TSMC and TSMC Arizona intend to use the net proceeds of the sale of the Notes for general corporate purposes.
This document shall not constitute an offer to sell or the solicitation of an offer to buy any securities nor will there be any sale of these securities in any state or other jurisdiction in which such offer, solicitation or sale would be unlawful prior to registration or qualification under the securities laws of any such state or other jurisdiction. An automatic shelf registration statement (including a prospectus) relating to the offering of Notes was filed with the United States Securities and Exchange Commission (the SEC) on October 18, 2021, and became effective upon filing.
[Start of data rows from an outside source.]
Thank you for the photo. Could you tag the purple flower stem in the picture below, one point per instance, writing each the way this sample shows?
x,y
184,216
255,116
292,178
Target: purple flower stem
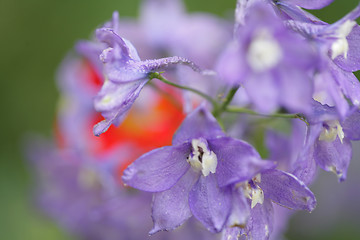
x,y
158,76
234,109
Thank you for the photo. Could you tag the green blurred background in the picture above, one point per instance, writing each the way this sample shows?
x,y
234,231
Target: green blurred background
x,y
35,36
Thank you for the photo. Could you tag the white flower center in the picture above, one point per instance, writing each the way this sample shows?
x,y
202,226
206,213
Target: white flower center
x,y
264,51
341,45
201,158
332,130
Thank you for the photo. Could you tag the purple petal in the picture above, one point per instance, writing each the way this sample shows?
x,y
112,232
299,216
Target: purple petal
x,y
288,191
114,101
210,204
310,4
199,123
260,224
158,170
170,208
266,97
237,160
348,84
127,50
297,93
352,62
351,126
334,156
240,210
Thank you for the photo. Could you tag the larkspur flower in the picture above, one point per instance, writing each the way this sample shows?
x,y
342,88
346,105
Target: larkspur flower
x,y
267,187
337,45
125,76
331,138
195,175
264,61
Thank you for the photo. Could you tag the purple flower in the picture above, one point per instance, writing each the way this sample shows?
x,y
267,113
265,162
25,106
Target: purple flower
x,y
269,186
265,62
290,9
331,138
338,46
286,9
125,76
195,175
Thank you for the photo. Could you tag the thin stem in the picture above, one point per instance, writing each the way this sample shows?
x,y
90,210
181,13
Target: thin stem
x,y
161,78
234,109
217,112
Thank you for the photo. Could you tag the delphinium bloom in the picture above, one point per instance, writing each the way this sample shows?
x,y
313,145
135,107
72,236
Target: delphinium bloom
x,y
81,195
194,176
197,176
331,136
337,45
264,61
291,9
78,180
125,76
167,28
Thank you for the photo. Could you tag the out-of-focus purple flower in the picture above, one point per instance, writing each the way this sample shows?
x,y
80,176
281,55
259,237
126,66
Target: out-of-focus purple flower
x,y
125,76
286,9
82,196
264,61
331,138
195,176
338,46
269,186
167,28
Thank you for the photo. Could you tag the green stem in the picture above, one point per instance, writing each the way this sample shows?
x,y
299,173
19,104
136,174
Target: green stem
x,y
161,78
234,109
217,112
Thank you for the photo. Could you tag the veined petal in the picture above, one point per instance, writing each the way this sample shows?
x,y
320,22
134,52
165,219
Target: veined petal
x,y
260,224
199,123
352,62
287,190
158,170
310,4
237,160
334,156
114,101
210,204
351,126
127,50
170,208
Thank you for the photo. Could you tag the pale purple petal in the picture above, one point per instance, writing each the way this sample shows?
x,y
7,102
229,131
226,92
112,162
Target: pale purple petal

The offering of the Notes was made only by means of a prospectus included in that registration statement, the preliminary prospectus supplement and the final prospectus supplement.
This document may contain statements that constitute forward-looking statements within the meaning of the Private Securities Litigation Reform Act of 1995. Words such as propose, intend, and similar expressions are intended to identify forward-looking statements. Investors are cautioned that any such forward-looking statements, including statements related to the expectations regarding the size, number of tranches, timing and completion of the proposed offering, are not guarantees of future performance, results or the completion of any offering on any announced terms, or at all, and involve risks and uncertainties, and that actual results, developments or timing of events may differ materially from those in the forward-looking statements as a result of various factors, including financial community and rating agency perceptions of our business, operations, financial condition and the industries in which we operate, market conditions, the satisfaction of customary closing conditions related to the proposed offering and the factors described in the our filings with the SEC, including the section titled Risk Factors in the preliminary prospectus supplement, the final prospectus supplement and the accompanying prospectus and TSMCs annual report on Form 20-F for the fiscal year ended December 31, 2021, originally filed with the SEC on April 14, 2022 (which is incorporated by reference in the preliminary prospectus supplement, the final prospectus supplement and accompanying prospectus). We disclaim any obligation to update any forward-looking statements contained herein, except as required under applicable law.